中国系シンガポール人でありながら、日本食のシェフとして昨年に引き続き、今年の「アジアン・エスニック・シェフ・オブ・ザ・イヤー」を受賞した「達屋(Tatsuya Japanese Restaurant)」のオーナーシェフ、ロニー・チアさん。2002年と2006年の「シェフ・オフ・ザ・イヤー」ほか、WGSで数多くの賞に輝いているフレンチ・レストラン「サン・ピエール(Saint Pierre)」のオーナーシェフ、エマニュエル・ストゥルーバントさん。シンガポールの料理界をリードする2人のトップ・シェフに、当地の飲食業界の現状と今後の展望について聞いてみた。


2人とも、最初からシェフを志していたわけではなかったという。ストゥルーバントさんは「法学部の学生で、犯罪学を専攻したいと考えていたが、たまたまアルバイトでレストランの皿洗いとしてキッチンに出入りするようになり、料理に興味を持つようになった。そして、悩んだ末にホテルの専門学校に入り直した」。チアさんは「家計を助けるため、13歳で大丸(当時)の日本食レストランで雑用係として働き始めた。シェフの仕事を見ている内に調理への情熱が芽生え、厨房の仕事に移してくれるようにボスに頼み込んだ。2027歳の間日本で修行を積み、最初は言葉もよく分からなかったし、修行は厳しくてとても大変だったけれど、力をつけることができた。そして30歳で独立することができた」と話す。

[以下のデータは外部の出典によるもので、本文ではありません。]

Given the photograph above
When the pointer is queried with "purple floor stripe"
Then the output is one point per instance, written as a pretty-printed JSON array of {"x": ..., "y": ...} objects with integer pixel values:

ベルギー人のストゥルーバントさんは、シンガポールでフレンチ・レストランを開いた理由として、「開店の手続きが簡単だし税率も低いので、非常に起業しやすい国だから」と説明し、「アメリカに2年、オーストラリアで5年働いていたが、オーストラリアでアジア料理に初めて触れて興味を持った。クアラルンプールで2年働いた後、香港かシンガポールに行くか迷った。人口の多さから香港を選ぶシェフも多いが、香港は中華料理が主流なのに対してシンガポールはコスモポリタンな雰囲気を持っていたので、僕はシンガポールを選んだ」と話す。ストゥルーバントさんは、日本食の素材も取り入れており「アジアに来たばかりのころはすべてが目新しくて、あらゆるエキゾチックな食材に手を出していたが、今は日本食の素材に落ち着いた。日本はフランスと一緒で四季があるのでよく似た食材が多く、取り入れやすい」とその理由を語る。才能のある外国人の受け入れに積極的な商業国家シンガポールの政策が、優秀なシェフの集まりやすい土壌を作り出しているようだ。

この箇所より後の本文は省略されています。